Rappelons que Goebbels, Gauleiter de Berlin, avait acquis au 106 de la Wilhelm-Straße un bâtiment, à proximité de ce qu’il était convenu d’appeler le Quartier des jounaux – Zeitungsviertel, pour en faire le siège de l’édition du journal nazi «Angriff», créé en 1927, après l’interdiction qui frappait le groupuscule berlinois.
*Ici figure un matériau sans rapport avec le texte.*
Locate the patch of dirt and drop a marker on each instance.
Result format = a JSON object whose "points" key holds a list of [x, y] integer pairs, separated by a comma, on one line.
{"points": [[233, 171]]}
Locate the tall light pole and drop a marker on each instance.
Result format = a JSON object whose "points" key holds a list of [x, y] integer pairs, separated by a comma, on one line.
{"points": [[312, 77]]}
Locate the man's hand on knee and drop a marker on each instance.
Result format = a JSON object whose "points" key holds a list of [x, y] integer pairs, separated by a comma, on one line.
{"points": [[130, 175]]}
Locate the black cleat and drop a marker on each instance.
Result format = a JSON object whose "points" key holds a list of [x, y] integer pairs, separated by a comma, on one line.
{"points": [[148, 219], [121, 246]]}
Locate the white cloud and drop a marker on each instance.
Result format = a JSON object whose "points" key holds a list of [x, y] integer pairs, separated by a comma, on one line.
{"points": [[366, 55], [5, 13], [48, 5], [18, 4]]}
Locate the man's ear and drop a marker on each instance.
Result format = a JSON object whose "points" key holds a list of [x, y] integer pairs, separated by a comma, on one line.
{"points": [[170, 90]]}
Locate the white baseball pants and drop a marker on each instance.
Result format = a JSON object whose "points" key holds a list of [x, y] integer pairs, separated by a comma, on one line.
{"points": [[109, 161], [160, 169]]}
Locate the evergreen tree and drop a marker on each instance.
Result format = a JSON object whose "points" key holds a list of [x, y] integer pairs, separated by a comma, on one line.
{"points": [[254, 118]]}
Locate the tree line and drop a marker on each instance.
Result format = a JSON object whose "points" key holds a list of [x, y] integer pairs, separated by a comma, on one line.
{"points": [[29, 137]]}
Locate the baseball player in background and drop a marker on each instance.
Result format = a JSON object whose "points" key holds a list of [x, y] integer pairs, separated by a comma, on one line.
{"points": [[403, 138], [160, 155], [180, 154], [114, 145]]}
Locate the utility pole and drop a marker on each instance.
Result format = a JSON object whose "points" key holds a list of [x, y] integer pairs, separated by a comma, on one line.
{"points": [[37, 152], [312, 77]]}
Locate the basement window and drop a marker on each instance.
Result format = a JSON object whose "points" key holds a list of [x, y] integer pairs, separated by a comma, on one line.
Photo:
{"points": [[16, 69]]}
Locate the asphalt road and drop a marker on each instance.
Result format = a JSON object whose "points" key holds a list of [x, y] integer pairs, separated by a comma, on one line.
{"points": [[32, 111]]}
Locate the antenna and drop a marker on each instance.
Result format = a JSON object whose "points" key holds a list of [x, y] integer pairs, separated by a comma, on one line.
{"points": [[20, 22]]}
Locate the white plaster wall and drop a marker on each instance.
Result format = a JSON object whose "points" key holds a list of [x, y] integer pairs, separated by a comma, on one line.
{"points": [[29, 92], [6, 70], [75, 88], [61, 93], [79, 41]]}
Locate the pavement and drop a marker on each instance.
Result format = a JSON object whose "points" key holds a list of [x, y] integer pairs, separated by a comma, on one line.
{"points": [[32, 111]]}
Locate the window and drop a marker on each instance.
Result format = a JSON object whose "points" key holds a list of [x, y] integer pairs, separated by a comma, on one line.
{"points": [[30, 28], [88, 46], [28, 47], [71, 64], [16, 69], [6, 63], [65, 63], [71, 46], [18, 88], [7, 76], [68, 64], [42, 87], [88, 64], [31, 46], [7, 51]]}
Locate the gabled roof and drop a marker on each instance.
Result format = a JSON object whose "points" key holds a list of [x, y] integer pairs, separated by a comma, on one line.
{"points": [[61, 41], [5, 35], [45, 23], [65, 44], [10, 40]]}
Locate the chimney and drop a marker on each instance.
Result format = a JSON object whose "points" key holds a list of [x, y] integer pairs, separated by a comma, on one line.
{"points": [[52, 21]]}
En octobre 1932, la rédaction déménageait au 10 de la Hedemann-Straße, située à quelques mètres.

 

L’ÉCOLE DEVIENT LE SIÈGE DE LA GESTAPO

 

Première phase : Hermann Goering

Sous la tutelle de Goering — ministre de l’Intérieur de Prusse — une série de lois (Gesetz), de décrets, de circulaires, d’ordonnances (Erlaß, Verordung, Runderlaß) renforcent la violence d’État au profit des nouveaux maîtres et instaurent l’arbitraire.

Les lois, décrets de la première année ont un point commun : phagocyter les instances traditionnelles du pouvoir régalien de l’État (police, justice…), et les droits de la personne. Phagocytage fondé sur deux principes implicites : 1. Principe de la Gleichschaltung : mise au pas des Länder, mise au pas des services de police et du personnel ; mise au pas des individus ; 2. Principe de la Gliederschaft : constitution d’une communauté ethnique/politique par élimination des non-conformes aux normes définies selon deux critères (politique (l’adversaire), racial (aryanité). But final : une fusion de tous les membres dans l’État incarné par le Führer. D’où la nécessaire création d’une police de la sûreté, sécurité efficace, censée faire advenir cet ordre fantasmé.

L’exécutif  s’affole : Lois, décrets, ordonnances, circulaires…

NOTA.  Je ne retiendrai que les éléments qui éclairent la création de la Gestapo siégeant au 8 rue Prinz-Albrecht, présentés dans un ordre chronologique qui a, me semble-t-il, le mérite de ne pas pouvoir être perçu comme un ordre logique rationnel, accomplissement d’un projet défini,  mais plus comme une suite de bricolages, portés par l’irrationnel de la volonté de pouvoir, dont le but premier est de protéger un pouvoir encore fragile, fragilité dont les nouveaux maîtres ont conscience.

« Nous sommes ici en présence d’une logique de l’évolution administrative qui allait devenir de plus en plus impérieuse. Au cours du processus, il arriva bien souvent aux bureaucrates de percevoir comme autant d’obstacles les vieux principes de la procédure légale, avec toutes leurs exigences. Ressentant le besoin d’agir sans contrainte, ils créèrent un climat qui leur permit d’écarter progressivement le modus operandi du formalisme écrit.» Raul Hilberg, [La Destruction des Juifs d’Europe, 1985, Traduction française, 1988, Fayard, p. 52]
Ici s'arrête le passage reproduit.